2) Add one of the existing in-kernel iSCSI target implementations to
the kernel, e.g. SCST or PyX/LIO.
3) Create a new in-kernel iSCSI target implementation that combines
the advantages of the existing iSCSI kernel target implementations
(iETD, STGT, SCST and PyX/LIO).
As an iSCSI user, I prefer option (3). The big question is whether the
various storage target authors agree with this ?
I tend to agree with some important notes:
1. IET should be excluded from this list, iSCSI-SCST is IET updated for SCST
framework with a lot of bugfixes and improvements.
2. I think, everybody will agree that Linux iSCSI target should work over
some standard SCSI target framework. Hence the choice gets narrower: SCST vs
STGT. I don't think there's a way for a dedicated iSCSI target (i.e. PyX/LIO)
in the mainline, because of a lot of code duplication. Nicholas could decide
to move to either existing framework (although, frankly, I don't think
there's a possibility for in-kernel iSCSI target and user space SCSI target
framework) and if he decide to go with SCST, I'll be glad to offer my help
and support and wouldn't care if LIO-SCST eventually replaced iSCSI-SCST. The
better one should win.
why should linux as an iSCSI target be limited to passthrough to a SCSI
device.
<nod>
I don't think anyone is saying it should be. It makes sense that the
more mature SCSI engines that have working code will be providing alot
of the foundation as we talk about options..
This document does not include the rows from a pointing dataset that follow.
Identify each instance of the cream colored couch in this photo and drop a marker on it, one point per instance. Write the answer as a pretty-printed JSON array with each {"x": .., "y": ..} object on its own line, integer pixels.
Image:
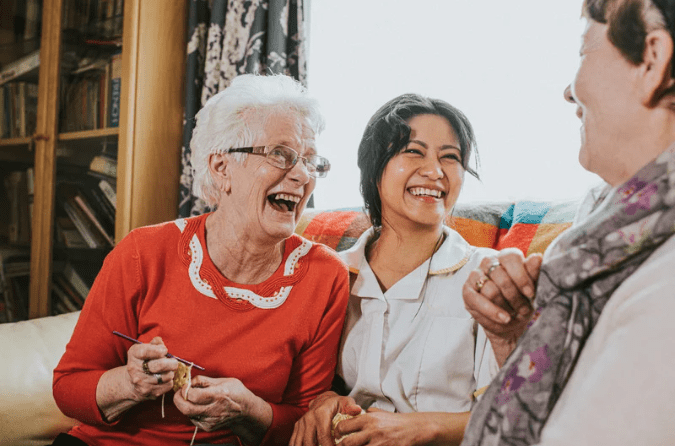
[{"x": 31, "y": 349}]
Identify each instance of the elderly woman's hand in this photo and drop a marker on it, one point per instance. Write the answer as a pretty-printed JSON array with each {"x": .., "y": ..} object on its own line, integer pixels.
[
  {"x": 315, "y": 426},
  {"x": 150, "y": 372},
  {"x": 213, "y": 403},
  {"x": 499, "y": 293}
]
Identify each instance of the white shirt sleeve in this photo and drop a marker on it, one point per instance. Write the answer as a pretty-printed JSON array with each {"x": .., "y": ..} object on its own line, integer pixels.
[{"x": 622, "y": 390}]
From comparing the designs of SCST and LIO-SE, we know that SCST has
supports very SCSI specific target mode hardware, including software
target mode forks of other kernel code. This code for the target mode
pSCSI, FC and SAS control paths (more for the state machines, that CDB
emulation) that will most likely never need to be emulated on non SCSI
target engine.
...but required for SCSI. So, it must be, anyway.
SCST has support for the most SCSI fabric protocols of
the group (although it is lacking iSER) while the LIO-SE only supports
traditional iSCSI using Linux/IP (this means TCP, SCTP and IPv6). The
design of LIO-SE was to make every iSCSI initiator that sends SCSI CDBs
and data to talk to every potential device in the Linux storage stack on
the largest amount of hardware architectures possible.
Most of the iSCSI Initiators I know (including non Linux) do not rely on
heavy SCSI task management, and I think this would be a lower priority
item to get real SCSI specific recovery in the traditional iSCSI target
for users. Espically things like SCSI target mode queue locking
(affectionally called Auto Contingent Allegiance) make no sense for
traditional iSCSI or iSER, because CmdSN rules are doing this for us.
Sorry, it isn't correct. ACA provides possibility to lock commands queue
in case of CHECK CONDITION, so allows to keep commands execution order
in case of errors. CmdSN keeps commands execution order only in case of
success, in case of error the next queued command will be executed
immediately after the failed one, although application might require to
have all subsequent after the failed one commands aborted. Think about
journaled file systems, for instance. Also ACA allows to retry the
failed command and then resume the queue.